B6.Cg-Apoe^tm1Unc Ins2^Akita/J

Stock number: 013040
Product name: B6-ApoE, Akita
Research areas: Cardiovascular Research, Cell Biology Research, Diabetes and Obesity Research, Endocrine Deficiency Research, Mouse/Human Gene Homologs

Description

Double mutant, Apoe-null, Akita heterozygous, mice may be useful in studies of diabetes, metabolism, hyperglycemia, atherosclerosis, hypercholesterolemia, and diabetes-related macrovascular complications.

Detailed description

Mice homozygous for the Akita spontaneous mutation are stunted and typically die postnatally by 12 weeks of age. Independently, heterozygous Akita mutant mice are a model of insulin dependent diabetes mellitus (IDDM) with severe hyperglycemia (see the datasheet for Stock No. 003548 for additional information).

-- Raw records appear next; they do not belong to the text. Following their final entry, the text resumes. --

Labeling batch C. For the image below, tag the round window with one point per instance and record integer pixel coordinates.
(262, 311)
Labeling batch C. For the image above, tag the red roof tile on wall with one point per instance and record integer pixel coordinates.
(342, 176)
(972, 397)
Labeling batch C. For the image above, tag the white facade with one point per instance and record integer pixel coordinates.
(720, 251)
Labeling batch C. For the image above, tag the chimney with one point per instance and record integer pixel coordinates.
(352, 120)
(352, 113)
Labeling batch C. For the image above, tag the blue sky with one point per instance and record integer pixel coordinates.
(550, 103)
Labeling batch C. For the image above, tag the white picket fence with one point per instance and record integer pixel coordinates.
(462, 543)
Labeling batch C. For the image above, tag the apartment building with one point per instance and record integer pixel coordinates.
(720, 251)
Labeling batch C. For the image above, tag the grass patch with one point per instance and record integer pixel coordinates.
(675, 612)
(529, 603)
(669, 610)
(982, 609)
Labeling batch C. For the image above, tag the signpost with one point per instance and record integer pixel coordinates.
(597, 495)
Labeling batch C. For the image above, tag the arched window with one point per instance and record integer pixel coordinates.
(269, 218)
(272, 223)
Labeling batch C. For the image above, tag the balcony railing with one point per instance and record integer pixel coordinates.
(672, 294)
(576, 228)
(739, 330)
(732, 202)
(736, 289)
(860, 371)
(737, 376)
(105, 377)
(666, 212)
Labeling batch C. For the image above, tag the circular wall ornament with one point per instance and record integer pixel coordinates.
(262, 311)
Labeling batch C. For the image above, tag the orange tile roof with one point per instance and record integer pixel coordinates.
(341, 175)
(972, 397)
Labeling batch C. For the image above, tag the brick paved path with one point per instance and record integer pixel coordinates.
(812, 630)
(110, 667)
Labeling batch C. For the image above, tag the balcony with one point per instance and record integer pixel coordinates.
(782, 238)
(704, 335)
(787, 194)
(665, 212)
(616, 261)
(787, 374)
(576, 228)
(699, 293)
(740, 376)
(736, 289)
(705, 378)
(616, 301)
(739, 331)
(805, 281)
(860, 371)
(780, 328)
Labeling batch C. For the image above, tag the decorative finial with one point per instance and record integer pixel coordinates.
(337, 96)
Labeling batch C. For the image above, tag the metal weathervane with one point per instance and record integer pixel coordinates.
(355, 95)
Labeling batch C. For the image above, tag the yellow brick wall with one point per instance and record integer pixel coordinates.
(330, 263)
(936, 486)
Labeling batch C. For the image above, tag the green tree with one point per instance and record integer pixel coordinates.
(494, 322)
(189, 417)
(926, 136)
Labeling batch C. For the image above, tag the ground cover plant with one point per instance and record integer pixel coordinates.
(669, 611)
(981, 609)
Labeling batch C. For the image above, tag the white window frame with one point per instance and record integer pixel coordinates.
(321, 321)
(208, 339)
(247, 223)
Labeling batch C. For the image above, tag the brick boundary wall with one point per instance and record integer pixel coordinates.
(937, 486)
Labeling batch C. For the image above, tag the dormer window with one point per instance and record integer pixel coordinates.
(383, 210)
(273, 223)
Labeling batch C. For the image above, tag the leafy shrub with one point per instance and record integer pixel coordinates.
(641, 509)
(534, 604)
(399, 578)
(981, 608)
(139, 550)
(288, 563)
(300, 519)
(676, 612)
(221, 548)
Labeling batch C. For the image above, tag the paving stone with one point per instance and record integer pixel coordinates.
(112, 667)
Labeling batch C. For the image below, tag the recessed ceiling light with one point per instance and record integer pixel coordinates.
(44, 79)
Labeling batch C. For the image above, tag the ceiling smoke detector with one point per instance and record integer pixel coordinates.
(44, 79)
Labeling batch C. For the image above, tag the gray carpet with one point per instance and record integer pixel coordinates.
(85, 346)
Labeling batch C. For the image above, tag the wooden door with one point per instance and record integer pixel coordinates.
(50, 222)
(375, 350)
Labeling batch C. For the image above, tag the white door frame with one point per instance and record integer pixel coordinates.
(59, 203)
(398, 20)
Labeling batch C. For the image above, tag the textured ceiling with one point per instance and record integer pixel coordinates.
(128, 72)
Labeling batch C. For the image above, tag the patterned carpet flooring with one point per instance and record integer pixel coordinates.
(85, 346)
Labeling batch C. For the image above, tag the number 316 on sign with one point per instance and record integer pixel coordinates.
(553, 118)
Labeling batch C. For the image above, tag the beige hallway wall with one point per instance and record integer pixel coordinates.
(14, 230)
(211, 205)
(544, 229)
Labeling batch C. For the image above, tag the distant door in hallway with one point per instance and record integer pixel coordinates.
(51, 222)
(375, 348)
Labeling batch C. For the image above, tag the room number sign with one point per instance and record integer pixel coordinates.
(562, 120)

Apoe-null homozygotes have marked increase in total plasma cholesterol levels that are unaffected by age or sex (see the datasheet for Stock No. 002052 for additional information).
These double mutant mice (Apoe-null, Akita heterozygous) may be useful in studies of diabetes, metabolism, hyperglycemia, atherosclerosis, hypercholesterolemia, and diabetes-related macrovascular complications.

Development

B6-Apoe, Stock No. 002052 - B6.129P2-Apoe^tm1Unc/J, mutant mice were mated with B6-Akita, Stock No. 003548- C57BL/6-Ins2^Akita/J. Apoe and Ins2 are both located on Chr. 7. Mice heterozygous for the Apoe and Ins2^Akita mutations were mated to mice homozygous for the Apoe mutation. Mice were identified with the required recombination event producing offspring homozygous for the Apoe and heterozygous for Ins2^Akita mutations. In 2011, this strain was transferred to the repository at generation N2F1p+N1.

Allele

Symbol: Ins2^Akita
Name: Akita
MGI accession ID: MGI:1857572
Generation method: Spontaneous
Synonyms: Akita; Akita^Ins2; Ins2^C96Y; Ins2^Mody; Mody; Mody4
Marker symbol: Ins2
Marker name: insulin II
Marker synonyms: CP-II; IDDM; IDDM1; IDDM2; ILPR; Ins-2; InsII; IRDN; Mody; MODY10; Mody4; PNDM4
Chromosome: 7
Strain of origin: C57BL/6NSlc
Molecular note: In the mutant allele a transition from G-to-A at coding nucleotide 287 disrupts an Fnu4HI site in exon 3. This mutation changed the seventh amino acid in the A chain of mature insulin, Cys96 (TGC), to Tyr (TAC) (p.C96Y). The authors predict that the transition would disrupt a disulfide bond between the A and the B chains and would likely induce a major conformational change in insulin 2 molecules. RT-PCR studies suggest that both normal and mutant Ins2 alleles are transcribed similarly in pancreatic islets of heterozygous mice, although immunofluorescence and immunoblot analyses of heterozygous islets detected reduced levels of insulin and proinsulin.

Allele

Symbol: Apoe^tm1Unc
Name: targeted mutation 1, University of North Carolina
MGI accession ID: MGI:1857129
Generation method: Targeted
Attributes: Null/Knockout
Synonyms: AopE(-); apoE-; APOE KO; Apoe^tm1Un; apoE0; ApoE-KO; EKO; epsilon-; mE^-; mEKO
Marker symbol: Apoe
Marker name: apolipoprotein E
Marker synonyms: AD2; APO-E; ApoE4; APOEA; LDLCQ5; LPG
Chromosome: 7
Strain of origin: 129P2/OlaHsd
Molecular note: Insertion of a neomycin resistance cassette deleted part of exon 3 and part of intron 3 of the Apoe gene. Plasma from homozygous mutant mice gave no detectable immunoprecipitate by the Ouchterlony double immunodiffusion test using a rabbit antibody to rat APOE.